Economy More Important Than Democracy in Myanmar, Survey Says
By Zue Zue 23 August 2017
YANGON — Myanmar people rated economic development as more important than democratic reform, according to a survey of Myanmar public opinion by the International Republican Institute (IRI) released on Tuesday.
The survey questioned 3,000 people over the age of 18 across all states and regions between March 9 and April 1, 2017 on their views about their socio-economic status, political and security situations of the country, the democratic transition and rights, and perceptions of government, legislature, political parties and the media.
Only 24 percent of respondents said democratic reform was more important than economic development while another 11 percent described democratic reform as moderately important.
Forty percent of respondents thought the economy was more important than democracy.
IRI Asia Senior Advisor Johanna Kao said the survey intended to highlight what the government and political parties should do in the months ahead based on public opinion.

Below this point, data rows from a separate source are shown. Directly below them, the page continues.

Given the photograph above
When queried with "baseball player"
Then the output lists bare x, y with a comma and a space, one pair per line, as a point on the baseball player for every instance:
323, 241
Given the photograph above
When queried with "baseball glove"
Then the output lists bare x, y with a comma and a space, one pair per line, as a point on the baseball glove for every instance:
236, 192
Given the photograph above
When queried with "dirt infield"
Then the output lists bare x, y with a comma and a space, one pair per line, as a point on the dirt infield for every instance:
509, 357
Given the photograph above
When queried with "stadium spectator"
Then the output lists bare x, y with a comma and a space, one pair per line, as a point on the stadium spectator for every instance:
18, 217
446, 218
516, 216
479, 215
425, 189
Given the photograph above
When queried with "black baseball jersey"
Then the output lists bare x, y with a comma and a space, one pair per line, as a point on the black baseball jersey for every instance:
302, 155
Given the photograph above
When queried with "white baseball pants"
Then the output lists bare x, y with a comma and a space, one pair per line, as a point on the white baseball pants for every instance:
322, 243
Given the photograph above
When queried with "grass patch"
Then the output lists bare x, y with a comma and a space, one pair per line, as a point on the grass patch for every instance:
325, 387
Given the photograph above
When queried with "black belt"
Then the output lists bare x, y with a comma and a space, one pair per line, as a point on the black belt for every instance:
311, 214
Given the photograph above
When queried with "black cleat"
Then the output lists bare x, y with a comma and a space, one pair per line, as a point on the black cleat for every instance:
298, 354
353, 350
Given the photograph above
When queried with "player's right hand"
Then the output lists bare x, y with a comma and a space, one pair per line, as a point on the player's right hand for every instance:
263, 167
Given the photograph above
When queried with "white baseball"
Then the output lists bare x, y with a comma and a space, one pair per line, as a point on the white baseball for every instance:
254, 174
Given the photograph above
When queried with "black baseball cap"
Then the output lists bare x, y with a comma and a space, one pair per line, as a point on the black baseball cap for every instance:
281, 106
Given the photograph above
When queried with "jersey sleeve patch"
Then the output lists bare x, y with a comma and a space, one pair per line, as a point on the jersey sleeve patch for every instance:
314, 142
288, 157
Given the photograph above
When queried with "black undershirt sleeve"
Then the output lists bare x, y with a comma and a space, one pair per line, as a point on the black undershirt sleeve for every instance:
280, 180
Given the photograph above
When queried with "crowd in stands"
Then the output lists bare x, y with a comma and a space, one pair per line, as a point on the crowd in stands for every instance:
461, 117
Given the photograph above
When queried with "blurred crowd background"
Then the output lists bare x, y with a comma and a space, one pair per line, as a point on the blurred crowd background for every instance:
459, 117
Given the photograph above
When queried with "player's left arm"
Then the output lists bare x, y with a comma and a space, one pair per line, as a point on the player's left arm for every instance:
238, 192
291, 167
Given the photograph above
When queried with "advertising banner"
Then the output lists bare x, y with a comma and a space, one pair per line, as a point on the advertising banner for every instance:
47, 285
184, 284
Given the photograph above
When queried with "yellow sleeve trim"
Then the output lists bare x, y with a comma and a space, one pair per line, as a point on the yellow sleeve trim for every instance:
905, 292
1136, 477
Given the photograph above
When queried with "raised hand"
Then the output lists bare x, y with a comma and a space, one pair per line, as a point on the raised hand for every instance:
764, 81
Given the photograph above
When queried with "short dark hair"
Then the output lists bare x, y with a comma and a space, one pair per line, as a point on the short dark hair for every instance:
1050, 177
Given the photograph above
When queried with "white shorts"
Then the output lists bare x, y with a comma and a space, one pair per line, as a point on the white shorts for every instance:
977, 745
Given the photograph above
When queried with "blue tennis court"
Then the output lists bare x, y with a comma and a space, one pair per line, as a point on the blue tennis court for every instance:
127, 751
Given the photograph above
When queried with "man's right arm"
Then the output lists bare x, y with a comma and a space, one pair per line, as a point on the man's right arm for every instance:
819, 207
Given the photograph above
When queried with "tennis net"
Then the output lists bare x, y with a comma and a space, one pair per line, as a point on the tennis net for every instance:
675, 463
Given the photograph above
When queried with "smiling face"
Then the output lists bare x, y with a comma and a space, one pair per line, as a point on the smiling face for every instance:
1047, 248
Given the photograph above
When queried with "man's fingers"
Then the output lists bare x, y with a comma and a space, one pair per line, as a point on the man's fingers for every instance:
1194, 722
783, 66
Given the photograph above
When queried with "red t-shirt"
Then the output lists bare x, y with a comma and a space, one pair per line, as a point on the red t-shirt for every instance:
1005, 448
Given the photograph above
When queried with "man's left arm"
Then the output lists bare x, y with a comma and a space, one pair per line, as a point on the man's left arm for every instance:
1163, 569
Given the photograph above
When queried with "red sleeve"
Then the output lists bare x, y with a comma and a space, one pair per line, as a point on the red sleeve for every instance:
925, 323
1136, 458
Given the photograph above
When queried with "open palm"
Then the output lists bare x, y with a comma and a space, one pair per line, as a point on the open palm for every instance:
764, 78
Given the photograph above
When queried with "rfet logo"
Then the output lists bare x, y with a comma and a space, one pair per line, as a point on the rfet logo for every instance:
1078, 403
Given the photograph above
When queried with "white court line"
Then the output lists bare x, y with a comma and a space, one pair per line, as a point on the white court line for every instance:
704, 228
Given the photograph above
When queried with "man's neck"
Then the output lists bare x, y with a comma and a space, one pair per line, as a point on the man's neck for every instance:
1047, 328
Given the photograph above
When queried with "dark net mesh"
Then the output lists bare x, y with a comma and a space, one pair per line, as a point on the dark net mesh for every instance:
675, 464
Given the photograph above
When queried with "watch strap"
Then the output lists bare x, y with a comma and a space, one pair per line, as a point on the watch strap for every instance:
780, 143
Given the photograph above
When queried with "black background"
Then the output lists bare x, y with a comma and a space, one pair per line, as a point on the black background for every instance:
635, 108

According to the survey, economy is the biggest concern of the people, followed by peace and resolving conflicts.
Thirty-one percent of the respondents answered that the economy should be a higher priority of the government than resolving conflict.
“Most of the voters will focus on their socio-economic life. They will think about other things only when they enjoy their socio-economic status. They will like and accept a government only when it solves their livelihood problems,” said Rob Varsalone of Global Strategic Partners who supervised the survey.
The majority of the respondents were optimistic about Myanmar’s economy with 53 percent answering that it was doing well, while 22 percent said it was doing badly.
“It is important to assess those figures based on demographics rather than believing the figures as they are,” said U Tin Maung Oo of the Former Political Prisoner Society.
He pointed out the survey did not touch upon issues concerning the military.
IRI, a US-based non-profit organization promoting democracy worldwide, conducted its first survey in Myanmar in 2014.
The organization operates in 85 countries around the world.